Seit mehr als zwei Jahrzehnten treffen sich christliche und muslimische Theologen alljährlich zum „Building Bridges Seminar“ und tauschen sich über theologische Themen aus. Nach Washington, Istanbul, Sarajevo, Rom und Doha findet das Seminar dieses Jahr erstmals in Tübingen statt.

Als „große Ehre für unser Zentrum und unsere Universität“ bezeichnet Professorin Lejla Demiri, die Leiterin des Zentrums für Islamische Theologie (ZitH) der Universität Tübingen, das Building Bridges Seminar, das am Dienstagabend mit einer öffentlichen Auftaktveranstaltung begann. Tübingen mit seinem „Campus der Theologien“ sei dafür geradezu prädestiniert, so Demiri.

Bis Samstag kommen 32 Wissenschaftler und Theologen aus der ganzen Welt, die von der Georgetown Universität Washington ausgewählt wurden, zum Thema „Belongings“ ins Gespräch. Wie definieren Christen und wie Muslime jeweils ihre Zugehörigkeit? Was macht ihre religiöse Identität aus? Diese Frage diskutieren die christlichen und muslimischen Teilnehmerinnen und Teilnehmer anhand ausgewählter Texte aus dem Koran, der Bibel sowie theologischen und historischen Werken. Dabei treten die Teilnehmer in einen intensiven Dialog. „Wir führen täglich von morgens 9 Uhr bis abends um 19 Uhr interreligiöse Gespräche“, erklärte Lea Schlenker vom Tübinger Organisationsteam.

Zum 23. Mal und erstmals in Tübingen findet das Building Bridges Seminar statt, das im Jahr 2002 von George Carey, dem damaligen Erzbischof von Canterbury, ins Leben gerufen worden war als Reaktion auf die Terroranschläge auf das New Yorker World Trade Center am 11. September 2001. Das erste Treffen fand im Lambeth Palast in London statt. Seit 2012 liegt die Leitung der Initiative bei der Georgetown Universität in Washington.

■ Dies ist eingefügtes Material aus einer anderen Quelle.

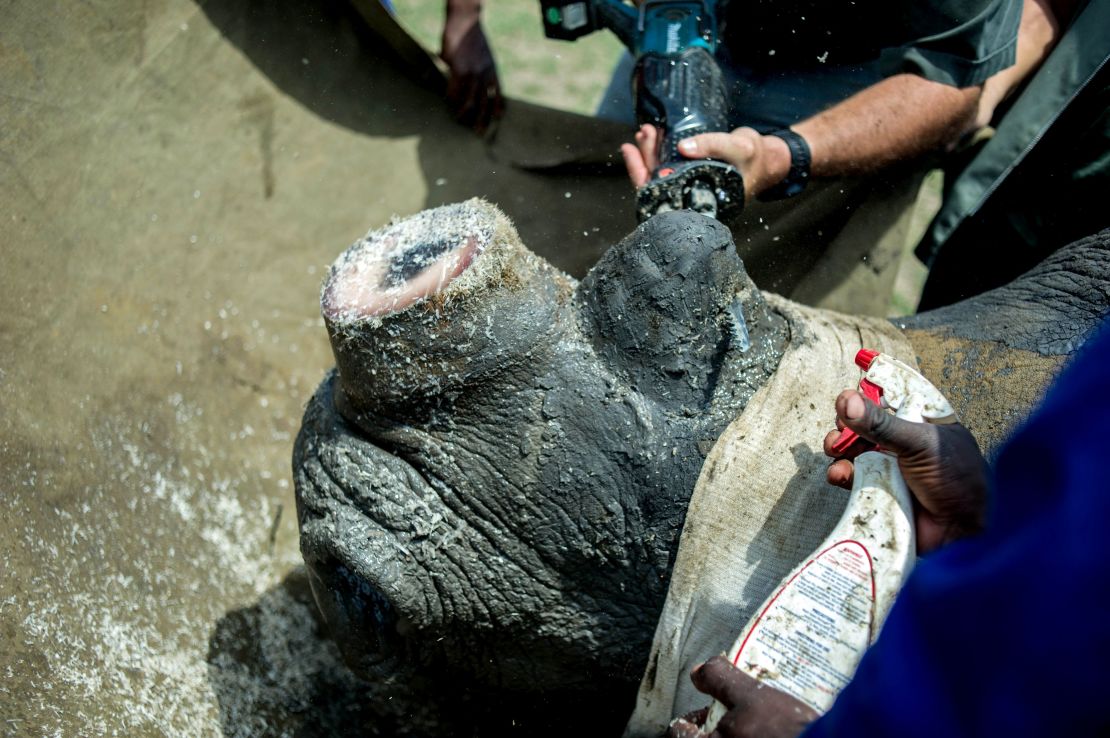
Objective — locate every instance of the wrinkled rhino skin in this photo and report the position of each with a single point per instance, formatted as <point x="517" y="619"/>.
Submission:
<point x="513" y="527"/>
<point x="495" y="552"/>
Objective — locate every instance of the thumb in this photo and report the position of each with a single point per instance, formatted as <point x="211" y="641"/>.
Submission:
<point x="724" y="147"/>
<point x="879" y="426"/>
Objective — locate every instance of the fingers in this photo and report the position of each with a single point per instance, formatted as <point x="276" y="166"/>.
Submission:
<point x="639" y="158"/>
<point x="475" y="100"/>
<point x="634" y="164"/>
<point x="683" y="728"/>
<point x="879" y="426"/>
<point x="735" y="148"/>
<point x="647" y="141"/>
<point x="840" y="473"/>
<point x="723" y="681"/>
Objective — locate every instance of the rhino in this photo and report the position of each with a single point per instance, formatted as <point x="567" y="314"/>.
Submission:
<point x="492" y="483"/>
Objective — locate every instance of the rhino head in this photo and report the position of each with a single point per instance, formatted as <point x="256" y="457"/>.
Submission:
<point x="493" y="482"/>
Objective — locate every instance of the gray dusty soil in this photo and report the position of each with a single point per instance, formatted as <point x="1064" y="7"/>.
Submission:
<point x="174" y="179"/>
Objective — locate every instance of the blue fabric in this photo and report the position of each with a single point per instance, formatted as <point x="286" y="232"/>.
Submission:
<point x="1008" y="634"/>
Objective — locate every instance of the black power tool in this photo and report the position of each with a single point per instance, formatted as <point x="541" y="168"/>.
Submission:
<point x="678" y="88"/>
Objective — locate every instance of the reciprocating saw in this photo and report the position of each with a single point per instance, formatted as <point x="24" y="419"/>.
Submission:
<point x="677" y="87"/>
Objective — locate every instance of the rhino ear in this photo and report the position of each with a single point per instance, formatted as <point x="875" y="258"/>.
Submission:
<point x="662" y="305"/>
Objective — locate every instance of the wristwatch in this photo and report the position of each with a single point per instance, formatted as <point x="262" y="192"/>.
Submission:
<point x="798" y="175"/>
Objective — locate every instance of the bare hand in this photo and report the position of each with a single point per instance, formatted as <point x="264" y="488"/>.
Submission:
<point x="755" y="710"/>
<point x="763" y="160"/>
<point x="941" y="465"/>
<point x="473" y="89"/>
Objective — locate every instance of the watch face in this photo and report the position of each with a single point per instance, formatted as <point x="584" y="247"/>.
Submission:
<point x="796" y="179"/>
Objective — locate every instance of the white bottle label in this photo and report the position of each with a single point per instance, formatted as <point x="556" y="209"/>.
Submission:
<point x="810" y="636"/>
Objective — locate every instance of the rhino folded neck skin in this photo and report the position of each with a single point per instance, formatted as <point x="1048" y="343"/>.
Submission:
<point x="493" y="483"/>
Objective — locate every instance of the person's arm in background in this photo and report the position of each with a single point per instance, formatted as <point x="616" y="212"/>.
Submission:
<point x="896" y="119"/>
<point x="473" y="89"/>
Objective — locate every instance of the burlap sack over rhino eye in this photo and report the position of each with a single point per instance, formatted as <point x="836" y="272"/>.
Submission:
<point x="759" y="507"/>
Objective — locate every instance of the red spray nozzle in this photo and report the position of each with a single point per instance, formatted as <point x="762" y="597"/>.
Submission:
<point x="865" y="356"/>
<point x="873" y="392"/>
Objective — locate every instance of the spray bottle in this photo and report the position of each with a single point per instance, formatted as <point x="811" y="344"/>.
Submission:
<point x="807" y="638"/>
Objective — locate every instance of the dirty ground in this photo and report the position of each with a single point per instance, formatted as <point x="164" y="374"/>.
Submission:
<point x="174" y="178"/>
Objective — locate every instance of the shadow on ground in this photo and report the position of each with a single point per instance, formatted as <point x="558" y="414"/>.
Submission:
<point x="274" y="673"/>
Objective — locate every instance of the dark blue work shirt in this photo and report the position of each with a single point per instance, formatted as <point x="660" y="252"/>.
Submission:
<point x="1008" y="634"/>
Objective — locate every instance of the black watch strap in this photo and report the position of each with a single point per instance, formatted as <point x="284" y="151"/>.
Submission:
<point x="798" y="175"/>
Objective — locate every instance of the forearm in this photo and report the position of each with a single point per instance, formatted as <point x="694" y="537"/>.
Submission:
<point x="460" y="16"/>
<point x="900" y="118"/>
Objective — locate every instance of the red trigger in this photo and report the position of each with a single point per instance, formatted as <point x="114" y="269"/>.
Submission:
<point x="848" y="436"/>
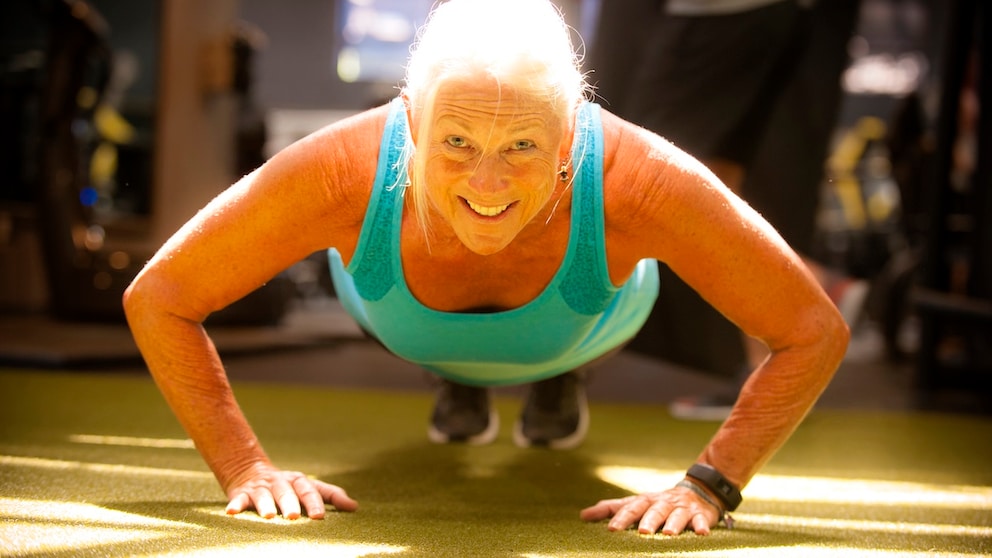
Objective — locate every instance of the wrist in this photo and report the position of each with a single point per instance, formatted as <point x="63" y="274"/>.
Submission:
<point x="707" y="476"/>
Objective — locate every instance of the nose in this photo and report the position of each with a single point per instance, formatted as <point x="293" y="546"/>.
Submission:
<point x="488" y="176"/>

Seither findet das Seminar alle zwei Jahre in Washington und in den Zwischenjahren in wechselnden Städten statt: mal in Doha/Katar, wo die Georgetown Universität eine Dependance unterhält, mal in Istanbul, Rom, Genf oder Sarajevo. Bereits für das Jahr 2020 war Tübingen als Veranstaltungsort geplant gewesen, dieses Treffen fiel dann aber wegen des Corona-Lockdowns aus.

Zum Auftakt des Seminars erläuterten zwei Gastredner eine christliche sowie eine muslimische Perspektive. Youshaa Patel, Professor für Religiöse Studien am Lafayette College in Pennsylvania berichtete, wie ihn frühkindliche Erfahrungen der Ausgrenzung als Muslim in Schottland geprägt haben. Das Gefühl des Andersseins begegnete ihm 20 Jahre später wieder in einer Moschee in den USA, wo der Imam dazu aufrief, dass „Muslime anders sein müssten“.

Catherine Cornille, Professorin für Komparative Theologie am Boston College, zeigte auf, wie unterschiedlich christliche Identitäten sein können und wie sich die Kriterien für Zugehörigkeit im Laufe der Zeit verändert haben. So gebe es neben der Taufe, die lange als unabdingbar für die Zugehörigkeit zum Christentum galt, mittlerweile auch andere Formen.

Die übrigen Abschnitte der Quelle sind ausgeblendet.